Use a GREASE-filled SYRINGE TO PACK BEARINGS
When packing grease in wheel bearings, it’s hard to be sure if grease is getting inserted into all the cavities around the rollers or balls and between the outer and inner races. Rather than pack the bearings by hand, employ an old, grease-filled livestock syringe instead.
This allows you to insert the syringe’s needle between the rollers or balls and races, and to quickly pack the bearing, minimizing the mess while filling all cavities with lubricant.
FLEXIBLE SPARK PLUG EXTENSION gets in tight spaces
There are times when it’s hard to hand-start a spark plug in some engines, particularly when space is limited, as is often the case on many modern vehicles.
The solution is to create a flexible spark plug extension from an air hose or similar tubing with a ½-inch interior diameter. The porcelain top of the spark plug fits snug inside the hose and won’t drop out. Also, the hose is stiff enough to provide twisting torque. The hose can be cut to any length to suit a particular situation.
SUPER RUBBER BANDS keep things together
Are you always losing those straws on spray lubricant bottles? Or how about chuck keys or adjustment wrenches on power tools that go missing. Tired of having the rubber hose on your grease gun whip around leaving a trail of grease behind on toolboxes – or you?
The quick solution is to create these super rubber retaining bands from bicycle tubing. You can cut the tubing at various widths to suit the job – narrower for spray lubricant can straws and wider to hold the end of a flexible grease gun hose or drill chuck key.

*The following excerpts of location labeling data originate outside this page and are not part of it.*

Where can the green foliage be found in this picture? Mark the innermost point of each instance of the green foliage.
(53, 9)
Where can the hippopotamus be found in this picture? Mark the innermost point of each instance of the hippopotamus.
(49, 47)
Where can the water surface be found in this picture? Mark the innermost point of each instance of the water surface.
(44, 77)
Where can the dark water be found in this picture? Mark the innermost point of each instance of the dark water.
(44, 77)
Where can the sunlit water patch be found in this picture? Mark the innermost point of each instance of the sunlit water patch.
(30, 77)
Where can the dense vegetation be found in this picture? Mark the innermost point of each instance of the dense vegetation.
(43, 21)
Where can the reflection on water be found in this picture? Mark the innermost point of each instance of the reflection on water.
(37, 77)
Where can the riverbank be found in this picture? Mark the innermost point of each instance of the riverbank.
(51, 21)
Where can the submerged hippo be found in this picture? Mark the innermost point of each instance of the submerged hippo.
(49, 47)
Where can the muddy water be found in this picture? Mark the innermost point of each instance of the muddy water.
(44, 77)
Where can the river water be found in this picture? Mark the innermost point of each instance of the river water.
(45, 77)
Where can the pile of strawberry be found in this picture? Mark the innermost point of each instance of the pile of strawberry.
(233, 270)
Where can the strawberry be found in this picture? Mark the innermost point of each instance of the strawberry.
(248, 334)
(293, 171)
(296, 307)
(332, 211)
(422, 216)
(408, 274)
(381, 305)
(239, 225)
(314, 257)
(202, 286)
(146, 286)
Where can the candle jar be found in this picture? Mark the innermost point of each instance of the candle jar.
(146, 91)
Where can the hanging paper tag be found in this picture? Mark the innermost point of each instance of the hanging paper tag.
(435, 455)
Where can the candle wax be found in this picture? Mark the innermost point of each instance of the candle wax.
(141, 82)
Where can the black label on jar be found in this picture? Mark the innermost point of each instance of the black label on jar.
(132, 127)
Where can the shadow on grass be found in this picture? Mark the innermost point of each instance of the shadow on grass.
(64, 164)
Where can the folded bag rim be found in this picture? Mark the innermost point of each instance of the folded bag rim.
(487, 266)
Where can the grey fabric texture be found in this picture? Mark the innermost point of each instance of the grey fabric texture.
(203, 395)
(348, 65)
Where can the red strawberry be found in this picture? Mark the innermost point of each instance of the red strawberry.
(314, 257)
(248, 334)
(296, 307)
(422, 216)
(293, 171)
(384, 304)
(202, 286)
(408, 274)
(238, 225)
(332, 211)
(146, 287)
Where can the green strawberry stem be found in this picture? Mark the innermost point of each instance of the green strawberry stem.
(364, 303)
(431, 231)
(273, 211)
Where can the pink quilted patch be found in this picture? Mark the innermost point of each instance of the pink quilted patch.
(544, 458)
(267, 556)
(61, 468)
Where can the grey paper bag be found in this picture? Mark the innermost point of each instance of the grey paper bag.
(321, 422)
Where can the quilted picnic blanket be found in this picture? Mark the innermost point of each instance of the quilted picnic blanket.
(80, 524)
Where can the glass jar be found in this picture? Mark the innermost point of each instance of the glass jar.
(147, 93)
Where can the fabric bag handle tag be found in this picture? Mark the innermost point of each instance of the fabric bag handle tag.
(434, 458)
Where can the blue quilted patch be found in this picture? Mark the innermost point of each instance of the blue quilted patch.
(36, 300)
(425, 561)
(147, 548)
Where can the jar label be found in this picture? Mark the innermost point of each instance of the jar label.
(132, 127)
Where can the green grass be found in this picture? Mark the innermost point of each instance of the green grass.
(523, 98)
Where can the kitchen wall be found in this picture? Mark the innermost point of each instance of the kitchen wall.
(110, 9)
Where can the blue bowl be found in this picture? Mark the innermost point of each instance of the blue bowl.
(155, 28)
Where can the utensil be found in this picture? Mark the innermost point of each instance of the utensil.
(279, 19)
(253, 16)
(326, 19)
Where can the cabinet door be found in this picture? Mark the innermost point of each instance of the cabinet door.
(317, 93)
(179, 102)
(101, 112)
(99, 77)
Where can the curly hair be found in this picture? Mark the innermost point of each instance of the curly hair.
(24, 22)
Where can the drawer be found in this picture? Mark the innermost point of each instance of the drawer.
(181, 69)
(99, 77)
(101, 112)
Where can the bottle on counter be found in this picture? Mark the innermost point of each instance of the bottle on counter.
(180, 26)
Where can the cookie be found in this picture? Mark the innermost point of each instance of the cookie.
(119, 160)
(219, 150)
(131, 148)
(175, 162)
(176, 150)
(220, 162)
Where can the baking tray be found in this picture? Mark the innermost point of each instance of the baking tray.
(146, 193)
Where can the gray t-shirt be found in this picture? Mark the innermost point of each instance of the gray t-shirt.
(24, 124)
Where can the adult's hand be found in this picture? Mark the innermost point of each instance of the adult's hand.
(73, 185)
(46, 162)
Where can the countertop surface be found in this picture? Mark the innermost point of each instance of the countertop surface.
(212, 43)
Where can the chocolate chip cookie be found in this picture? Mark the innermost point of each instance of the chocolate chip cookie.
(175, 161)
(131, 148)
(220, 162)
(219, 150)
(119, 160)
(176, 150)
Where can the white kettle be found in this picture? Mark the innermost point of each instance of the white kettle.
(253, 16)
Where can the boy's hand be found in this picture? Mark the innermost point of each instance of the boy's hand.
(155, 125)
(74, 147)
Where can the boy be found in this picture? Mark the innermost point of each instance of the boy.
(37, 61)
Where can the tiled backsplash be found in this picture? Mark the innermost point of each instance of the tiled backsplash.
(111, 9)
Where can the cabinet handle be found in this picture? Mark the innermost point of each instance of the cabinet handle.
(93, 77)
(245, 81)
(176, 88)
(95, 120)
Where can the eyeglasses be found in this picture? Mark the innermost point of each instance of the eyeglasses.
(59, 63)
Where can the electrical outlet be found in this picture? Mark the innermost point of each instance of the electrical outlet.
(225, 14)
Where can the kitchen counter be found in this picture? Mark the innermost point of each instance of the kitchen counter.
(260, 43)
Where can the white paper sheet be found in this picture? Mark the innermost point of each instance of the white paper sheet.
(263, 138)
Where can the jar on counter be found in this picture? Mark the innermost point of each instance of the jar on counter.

How to SEAT THE BEADS ON SMALL TIRES
If a tire on a small cart or wheelbarrow goes flat, the beads on the tire often lift away from the rim seat. The resulting gap allows too much air to escape, preventing the tire from being reinflated.
To push the bead against the rim seat, first apply bead seat sealer on the seat. Next, employ a ratchet strap to deflect the center of the tire. This causes the sides of the tire and, thus, its beads, to move outward against the rim.